Today I am continuing my translation of Mother Mectilde’s introduction to her Constitutions on the Rule of Saint Benedict and, once again, adding something in the way of a commentary after each section.
They will be victims to repair by their purity of intention the worship that wicked priests take away from the Most Holy Sacrament when they make use of this august Sacrament for their own gain, and for a thousand other criminal designs.
Catherine Mectilde de Bar is acutely sensitive to the grandeur of the priesthood and to the frailty of those who bear in their souls its indelible character. She knows that the priest has power over the real and mystical Body of Christ; she also knows that the power of the priest over the Body of Christ can be abused and misused. This tragic reality causes her intense sorrow and compels her to make adoration in reparation for priests, be they wicked, or simply weak.

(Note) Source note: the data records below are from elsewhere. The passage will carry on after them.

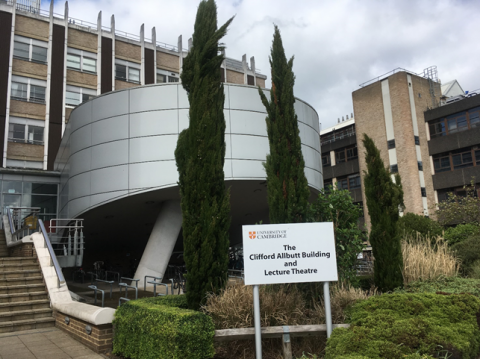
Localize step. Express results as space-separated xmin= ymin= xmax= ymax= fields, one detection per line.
xmin=0 ymin=317 xmax=55 ymax=333
xmin=0 ymin=273 xmax=43 ymax=287
xmin=0 ymin=283 xmax=45 ymax=294
xmin=0 ymin=269 xmax=41 ymax=280
xmin=0 ymin=290 xmax=48 ymax=304
xmin=0 ymin=299 xmax=50 ymax=313
xmin=0 ymin=257 xmax=38 ymax=264
xmin=0 ymin=262 xmax=40 ymax=272
xmin=0 ymin=308 xmax=53 ymax=323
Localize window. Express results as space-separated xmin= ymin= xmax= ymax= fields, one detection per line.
xmin=157 ymin=69 xmax=180 ymax=84
xmin=433 ymin=147 xmax=480 ymax=173
xmin=322 ymin=153 xmax=330 ymax=167
xmin=67 ymin=47 xmax=97 ymax=74
xmin=8 ymin=117 xmax=44 ymax=145
xmin=65 ymin=85 xmax=97 ymax=106
xmin=10 ymin=76 xmax=47 ymax=104
xmin=335 ymin=145 xmax=358 ymax=164
xmin=13 ymin=35 xmax=48 ymax=64
xmin=337 ymin=173 xmax=360 ymax=190
xmin=115 ymin=59 xmax=140 ymax=84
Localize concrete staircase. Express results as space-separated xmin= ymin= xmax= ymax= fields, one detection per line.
xmin=0 ymin=231 xmax=55 ymax=333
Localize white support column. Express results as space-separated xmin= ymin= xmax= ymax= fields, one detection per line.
xmin=43 ymin=0 xmax=54 ymax=170
xmin=242 ymin=54 xmax=248 ymax=85
xmin=110 ymin=15 xmax=115 ymax=91
xmin=140 ymin=24 xmax=145 ymax=86
xmin=177 ymin=35 xmax=183 ymax=81
xmin=97 ymin=11 xmax=102 ymax=96
xmin=2 ymin=0 xmax=16 ymax=168
xmin=152 ymin=27 xmax=157 ymax=84
xmin=134 ymin=201 xmax=182 ymax=288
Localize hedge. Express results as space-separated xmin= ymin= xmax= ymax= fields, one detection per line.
xmin=325 ymin=293 xmax=480 ymax=359
xmin=113 ymin=295 xmax=215 ymax=359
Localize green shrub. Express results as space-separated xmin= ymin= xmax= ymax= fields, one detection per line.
xmin=113 ymin=296 xmax=215 ymax=359
xmin=444 ymin=223 xmax=480 ymax=246
xmin=396 ymin=277 xmax=480 ymax=297
xmin=397 ymin=213 xmax=443 ymax=239
xmin=452 ymin=235 xmax=480 ymax=275
xmin=325 ymin=293 xmax=480 ymax=359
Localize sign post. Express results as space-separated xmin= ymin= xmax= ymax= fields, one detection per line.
xmin=242 ymin=222 xmax=338 ymax=359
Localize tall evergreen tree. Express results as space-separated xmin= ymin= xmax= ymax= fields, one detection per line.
xmin=175 ymin=0 xmax=233 ymax=309
xmin=259 ymin=26 xmax=310 ymax=223
xmin=363 ymin=134 xmax=403 ymax=292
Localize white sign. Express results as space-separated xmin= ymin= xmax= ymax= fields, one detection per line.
xmin=242 ymin=222 xmax=338 ymax=285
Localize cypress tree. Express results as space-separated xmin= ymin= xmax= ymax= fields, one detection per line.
xmin=363 ymin=134 xmax=403 ymax=292
xmin=175 ymin=0 xmax=233 ymax=309
xmin=259 ymin=25 xmax=310 ymax=223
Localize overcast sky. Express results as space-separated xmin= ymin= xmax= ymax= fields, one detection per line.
xmin=46 ymin=0 xmax=480 ymax=129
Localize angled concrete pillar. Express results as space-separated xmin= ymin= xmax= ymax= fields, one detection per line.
xmin=134 ymin=201 xmax=182 ymax=292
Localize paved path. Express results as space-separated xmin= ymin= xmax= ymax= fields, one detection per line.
xmin=0 ymin=327 xmax=106 ymax=359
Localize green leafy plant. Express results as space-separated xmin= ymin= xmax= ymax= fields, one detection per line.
xmin=310 ymin=187 xmax=367 ymax=284
xmin=175 ymin=0 xmax=233 ymax=309
xmin=258 ymin=26 xmax=310 ymax=223
xmin=325 ymin=293 xmax=480 ymax=359
xmin=113 ymin=296 xmax=215 ymax=359
xmin=363 ymin=134 xmax=403 ymax=292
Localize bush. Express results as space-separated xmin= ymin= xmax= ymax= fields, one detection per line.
xmin=325 ymin=294 xmax=480 ymax=359
xmin=113 ymin=296 xmax=215 ymax=359
xmin=396 ymin=277 xmax=480 ymax=297
xmin=397 ymin=213 xmax=443 ymax=239
xmin=444 ymin=223 xmax=480 ymax=246
xmin=452 ymin=236 xmax=480 ymax=275
xmin=402 ymin=237 xmax=459 ymax=284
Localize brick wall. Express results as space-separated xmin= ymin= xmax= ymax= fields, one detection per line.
xmin=8 ymin=243 xmax=37 ymax=258
xmin=68 ymin=27 xmax=98 ymax=53
xmin=10 ymin=100 xmax=46 ymax=120
xmin=54 ymin=311 xmax=113 ymax=353
xmin=115 ymin=40 xmax=142 ymax=62
xmin=15 ymin=15 xmax=49 ymax=41
xmin=227 ymin=69 xmax=245 ymax=85
xmin=157 ymin=51 xmax=180 ymax=73
xmin=12 ymin=59 xmax=47 ymax=80
xmin=67 ymin=70 xmax=97 ymax=90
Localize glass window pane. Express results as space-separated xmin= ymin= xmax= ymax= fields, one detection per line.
xmin=27 ymin=126 xmax=43 ymax=145
xmin=115 ymin=65 xmax=127 ymax=80
xmin=32 ymin=46 xmax=47 ymax=63
xmin=13 ymin=41 xmax=30 ymax=60
xmin=30 ymin=85 xmax=46 ymax=103
xmin=12 ymin=82 xmax=27 ymax=100
xmin=67 ymin=54 xmax=80 ymax=70
xmin=128 ymin=68 xmax=140 ymax=82
xmin=83 ymin=57 xmax=97 ymax=74
xmin=2 ymin=181 xmax=22 ymax=193
xmin=65 ymin=91 xmax=80 ymax=106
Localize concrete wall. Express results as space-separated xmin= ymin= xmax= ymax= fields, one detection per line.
xmin=55 ymin=84 xmax=323 ymax=218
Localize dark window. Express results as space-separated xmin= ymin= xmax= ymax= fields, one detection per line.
xmin=322 ymin=153 xmax=330 ymax=167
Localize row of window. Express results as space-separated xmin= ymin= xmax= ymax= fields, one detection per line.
xmin=433 ymin=147 xmax=480 ymax=173
xmin=428 ymin=107 xmax=480 ymax=138
xmin=322 ymin=145 xmax=358 ymax=167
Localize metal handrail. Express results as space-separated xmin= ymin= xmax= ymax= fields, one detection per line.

Mother Mectilde grieves over priests who celebrate Holy Mass hastily, irreverently, carelessly, or without a suitable preparation and thanksgiving. She grieves over priests who offer the Holy Sacrifice having a material interest in mind, that is, the stipend or offering of the faithful. She grieves over priests who ascend the altar in a state of grave sin and, thus, offend Our Lord by their sacrilege.
None of these concerns of Mectilde de Bar, and none of her motives for reparation are limited to 17th century France. They are, in fact, as relevant today as they were four hundred years ago.
Mother Mectilde was a friend and correspondent of Saint John Eudes. She reflects the Norman missionary’s understanding of the priesthood, derived from that of Pierre de Bérulle and the other luminaries of the École française. She saw to it that the Feast of Jesus Christ, Eternal High Priest, for which Saint John Eudes composed the Proper Office, was celebrated in the monasteries of her Institute.
In The Priest, His Dignity and Obligations, Saint John Eudes writes:
The priest is a mediator between God and man, causing the Eternal Father to be known, loved, adored and served, as well as feared, by men. His office is to make known the will of God to men, urging them to be faithful to their every duty. His concern is to be devoted unceasingly to “the things that appertain to God” (Heb. 5, 1).
The priest is one of the chief parts of the Mystical Body of Christ because he occupies the principal parts of that Body, namely, the head, the eyes, the mouth, the tongue and the heart. He is the head with the Chief Shepherd, sharing the right to rule and govern in His place. He is the eyes watching over the other members to enlighten and guide them, and to weep over them when they sin.
The priest is the mouth and the tongue to speak the language of heaven, to utter on all occasions the words of eternity. He is the heart circulating the blood stream of Christ’s Precious Blood to quicken and vivify the other members, that their works and functions may be ennobled and perfected.
A holy priest is a saviour and another Christ, taking the Master’s place on earth, representing Him,clothed with His authority, acting in His name, adorned with His qualifications, exercising His judgment on earth in the tribunal of penance. He is consecrated to exercise the highest functions Christ ever performed on earth, to continue the work of salvation. In imitation of His Redeemer he gives himself, mind, heart, affections, strength, time, all for God. He is ever ready to sacrifice his very blood and even life itself to procure the salvation of souls, particularly those of his own flock.
He is a god, living and walking on earth; a god by grace and by participation, clothed with the perfections and attributes of God, namely, His divine authority, power, justice, mercy, charity, benignity, purity and holiness. He is a god delegated to carry on God’s noblest works, the sacerdotal and pastoral duties, as great Saint Dionysius says: Omnium divinorum divinissimum est cooperari Deo in salutem animarum. “The most divine of all divine things is to cooperate with God in the salvation of souls.”
Saint Gregory Nazianzen asserts that the priest is a “God who makes gods,” Deus deos efficiens, that is, Christians who are given the name of gods in Sacred Scripture.